引用:毎日
異次元緩和「こんなことなら、始めない方がよかった」 木内登英氏
日銀が「異次元緩和」導入を決めた2013年4月4日の金融政策決定会合で、当時審議委員だった木内登英・野村総研エグゼクティブ・エコノミストは、年2%の物価安定目標の達成期間を「2年程度」とすることにただ一人反対した。
あれから10年がたっても2%目標は達成していない。当時の日銀の判断は正しかったのか、木内氏に聞いた。【聞き手・岡大介、杉山雄飛】
「2年で達成」の落とし穴
――異次元緩和を始めた13年4月の会合での判断を今どう捉えていますか。
◆異次元緩和をやらない方が良かったと思います。13年1月の政府と日銀の共同声明では、2%の物価安定目標は企業や政府も含めみんなで目指す位置づけでした。
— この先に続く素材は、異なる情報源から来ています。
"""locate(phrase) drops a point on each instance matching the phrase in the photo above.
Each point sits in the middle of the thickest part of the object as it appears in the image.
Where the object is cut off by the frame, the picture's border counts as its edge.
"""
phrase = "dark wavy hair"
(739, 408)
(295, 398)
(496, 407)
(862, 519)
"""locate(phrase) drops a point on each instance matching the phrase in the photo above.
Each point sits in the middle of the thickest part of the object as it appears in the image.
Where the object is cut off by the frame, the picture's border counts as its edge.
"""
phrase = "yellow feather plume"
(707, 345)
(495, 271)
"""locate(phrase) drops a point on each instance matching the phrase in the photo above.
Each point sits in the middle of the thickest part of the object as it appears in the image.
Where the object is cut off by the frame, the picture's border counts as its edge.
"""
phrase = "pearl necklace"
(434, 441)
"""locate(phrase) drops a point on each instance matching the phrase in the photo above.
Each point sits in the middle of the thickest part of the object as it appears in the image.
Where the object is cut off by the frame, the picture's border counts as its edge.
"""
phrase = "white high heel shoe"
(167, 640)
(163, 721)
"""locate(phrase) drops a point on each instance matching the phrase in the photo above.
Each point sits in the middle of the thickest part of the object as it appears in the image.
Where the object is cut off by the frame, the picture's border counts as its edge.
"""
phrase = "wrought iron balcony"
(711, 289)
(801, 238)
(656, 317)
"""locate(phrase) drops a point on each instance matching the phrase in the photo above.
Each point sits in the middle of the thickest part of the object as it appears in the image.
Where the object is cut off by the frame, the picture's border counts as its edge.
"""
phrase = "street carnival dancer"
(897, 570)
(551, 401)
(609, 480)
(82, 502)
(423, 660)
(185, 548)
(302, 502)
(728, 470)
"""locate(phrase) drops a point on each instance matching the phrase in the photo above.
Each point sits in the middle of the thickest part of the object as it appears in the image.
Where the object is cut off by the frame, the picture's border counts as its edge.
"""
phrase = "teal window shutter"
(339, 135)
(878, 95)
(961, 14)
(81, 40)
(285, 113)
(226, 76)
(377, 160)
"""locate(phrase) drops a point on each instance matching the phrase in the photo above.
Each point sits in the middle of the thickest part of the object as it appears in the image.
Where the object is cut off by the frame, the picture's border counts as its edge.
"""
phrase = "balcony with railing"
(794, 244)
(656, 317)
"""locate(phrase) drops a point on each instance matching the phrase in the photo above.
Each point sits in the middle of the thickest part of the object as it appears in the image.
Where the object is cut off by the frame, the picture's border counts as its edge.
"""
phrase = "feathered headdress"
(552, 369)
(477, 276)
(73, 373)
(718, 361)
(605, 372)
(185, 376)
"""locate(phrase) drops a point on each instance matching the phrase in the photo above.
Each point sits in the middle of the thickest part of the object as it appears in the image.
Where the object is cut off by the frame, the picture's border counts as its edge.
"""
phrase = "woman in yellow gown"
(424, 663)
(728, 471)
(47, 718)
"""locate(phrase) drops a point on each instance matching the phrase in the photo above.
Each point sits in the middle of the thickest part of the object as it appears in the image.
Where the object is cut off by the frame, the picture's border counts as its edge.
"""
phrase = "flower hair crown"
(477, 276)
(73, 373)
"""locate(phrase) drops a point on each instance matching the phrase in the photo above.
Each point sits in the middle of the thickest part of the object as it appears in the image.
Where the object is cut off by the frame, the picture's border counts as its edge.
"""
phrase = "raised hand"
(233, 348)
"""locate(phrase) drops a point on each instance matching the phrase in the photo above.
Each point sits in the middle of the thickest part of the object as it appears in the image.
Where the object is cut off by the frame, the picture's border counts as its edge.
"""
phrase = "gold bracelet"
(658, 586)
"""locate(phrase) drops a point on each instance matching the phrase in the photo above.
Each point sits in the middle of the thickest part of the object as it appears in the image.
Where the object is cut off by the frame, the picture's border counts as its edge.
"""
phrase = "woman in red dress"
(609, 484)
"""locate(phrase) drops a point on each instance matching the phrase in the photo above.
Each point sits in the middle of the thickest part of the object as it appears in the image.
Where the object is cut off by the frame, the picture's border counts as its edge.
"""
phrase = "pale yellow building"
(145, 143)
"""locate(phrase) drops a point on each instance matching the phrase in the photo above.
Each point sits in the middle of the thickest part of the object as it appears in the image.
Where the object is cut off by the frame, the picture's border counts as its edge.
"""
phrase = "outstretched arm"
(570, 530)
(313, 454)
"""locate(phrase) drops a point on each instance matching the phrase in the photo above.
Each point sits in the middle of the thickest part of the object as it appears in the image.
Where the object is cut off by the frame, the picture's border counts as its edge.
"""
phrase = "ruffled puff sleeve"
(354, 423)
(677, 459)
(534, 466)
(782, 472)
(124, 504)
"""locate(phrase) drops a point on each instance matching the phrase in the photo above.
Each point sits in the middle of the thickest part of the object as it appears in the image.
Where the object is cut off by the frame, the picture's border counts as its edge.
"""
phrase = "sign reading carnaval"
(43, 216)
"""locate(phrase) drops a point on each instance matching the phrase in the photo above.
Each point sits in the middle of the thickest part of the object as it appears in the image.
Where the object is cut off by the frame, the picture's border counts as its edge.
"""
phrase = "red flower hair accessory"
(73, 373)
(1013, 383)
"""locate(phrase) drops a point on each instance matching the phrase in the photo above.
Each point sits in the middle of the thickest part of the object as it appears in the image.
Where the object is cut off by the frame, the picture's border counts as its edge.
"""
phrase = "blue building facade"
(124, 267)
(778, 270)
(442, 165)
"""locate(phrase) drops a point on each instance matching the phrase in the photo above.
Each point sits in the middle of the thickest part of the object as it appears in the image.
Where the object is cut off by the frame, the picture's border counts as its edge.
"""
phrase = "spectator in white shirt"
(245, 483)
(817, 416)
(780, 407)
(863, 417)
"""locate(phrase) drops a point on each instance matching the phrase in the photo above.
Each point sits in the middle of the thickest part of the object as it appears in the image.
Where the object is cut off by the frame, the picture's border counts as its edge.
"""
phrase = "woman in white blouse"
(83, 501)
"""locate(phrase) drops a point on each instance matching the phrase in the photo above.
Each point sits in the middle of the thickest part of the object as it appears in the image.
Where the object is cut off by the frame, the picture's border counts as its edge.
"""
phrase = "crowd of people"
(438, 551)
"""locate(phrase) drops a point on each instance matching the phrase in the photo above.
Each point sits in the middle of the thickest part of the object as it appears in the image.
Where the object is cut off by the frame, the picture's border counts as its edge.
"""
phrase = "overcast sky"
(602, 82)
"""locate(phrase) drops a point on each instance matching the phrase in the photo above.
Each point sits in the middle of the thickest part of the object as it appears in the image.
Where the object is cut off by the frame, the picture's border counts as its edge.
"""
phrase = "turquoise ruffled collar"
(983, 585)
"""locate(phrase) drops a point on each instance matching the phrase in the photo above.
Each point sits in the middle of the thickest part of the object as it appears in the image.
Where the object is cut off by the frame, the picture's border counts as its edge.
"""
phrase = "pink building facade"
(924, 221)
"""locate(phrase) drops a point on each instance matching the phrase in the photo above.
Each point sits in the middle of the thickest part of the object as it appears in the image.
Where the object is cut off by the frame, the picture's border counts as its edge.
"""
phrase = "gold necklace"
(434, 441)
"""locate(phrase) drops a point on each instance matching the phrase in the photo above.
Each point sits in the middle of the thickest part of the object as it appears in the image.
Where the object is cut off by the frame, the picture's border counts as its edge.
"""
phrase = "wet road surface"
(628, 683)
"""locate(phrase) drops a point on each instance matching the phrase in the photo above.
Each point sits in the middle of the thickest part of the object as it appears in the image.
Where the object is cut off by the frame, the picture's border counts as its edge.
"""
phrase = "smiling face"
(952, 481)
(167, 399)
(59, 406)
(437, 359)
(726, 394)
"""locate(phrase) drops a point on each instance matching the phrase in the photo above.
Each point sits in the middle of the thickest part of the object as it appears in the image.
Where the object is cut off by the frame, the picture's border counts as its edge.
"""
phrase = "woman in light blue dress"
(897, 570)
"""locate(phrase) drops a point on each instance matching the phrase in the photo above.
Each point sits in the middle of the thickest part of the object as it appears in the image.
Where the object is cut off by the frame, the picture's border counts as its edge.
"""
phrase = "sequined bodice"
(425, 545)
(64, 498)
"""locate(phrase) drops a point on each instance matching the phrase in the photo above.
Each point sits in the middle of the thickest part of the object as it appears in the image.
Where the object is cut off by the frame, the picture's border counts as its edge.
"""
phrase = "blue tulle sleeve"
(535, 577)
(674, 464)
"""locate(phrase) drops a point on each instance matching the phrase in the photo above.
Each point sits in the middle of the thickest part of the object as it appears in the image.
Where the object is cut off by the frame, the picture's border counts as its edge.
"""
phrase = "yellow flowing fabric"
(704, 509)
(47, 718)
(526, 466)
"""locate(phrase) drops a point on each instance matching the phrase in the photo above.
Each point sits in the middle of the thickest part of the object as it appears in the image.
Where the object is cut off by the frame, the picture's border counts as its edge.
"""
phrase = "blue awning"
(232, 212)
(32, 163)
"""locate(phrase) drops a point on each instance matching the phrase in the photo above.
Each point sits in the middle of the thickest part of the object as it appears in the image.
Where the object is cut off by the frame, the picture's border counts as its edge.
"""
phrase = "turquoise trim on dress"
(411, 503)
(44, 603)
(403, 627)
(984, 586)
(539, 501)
黒田東彦前総裁のもとで2%目標を2年で達成すると強く打ち出したことで、2%目標が「金融政策のみで達成する短期目標」に意味づけが変わってしまいました。
私は目標達成の期限を2年と示すことには反対しましたが、結果として2%を達成したかどうか判断してからでないと政策を動かせない硬直的な状態に陥り、効果があるか分からないまま10年続いてしまいました。
短期的に試す価値はあった
――13年4月の会合では異次元緩和の集中期間として2年で区切ることを提案しました。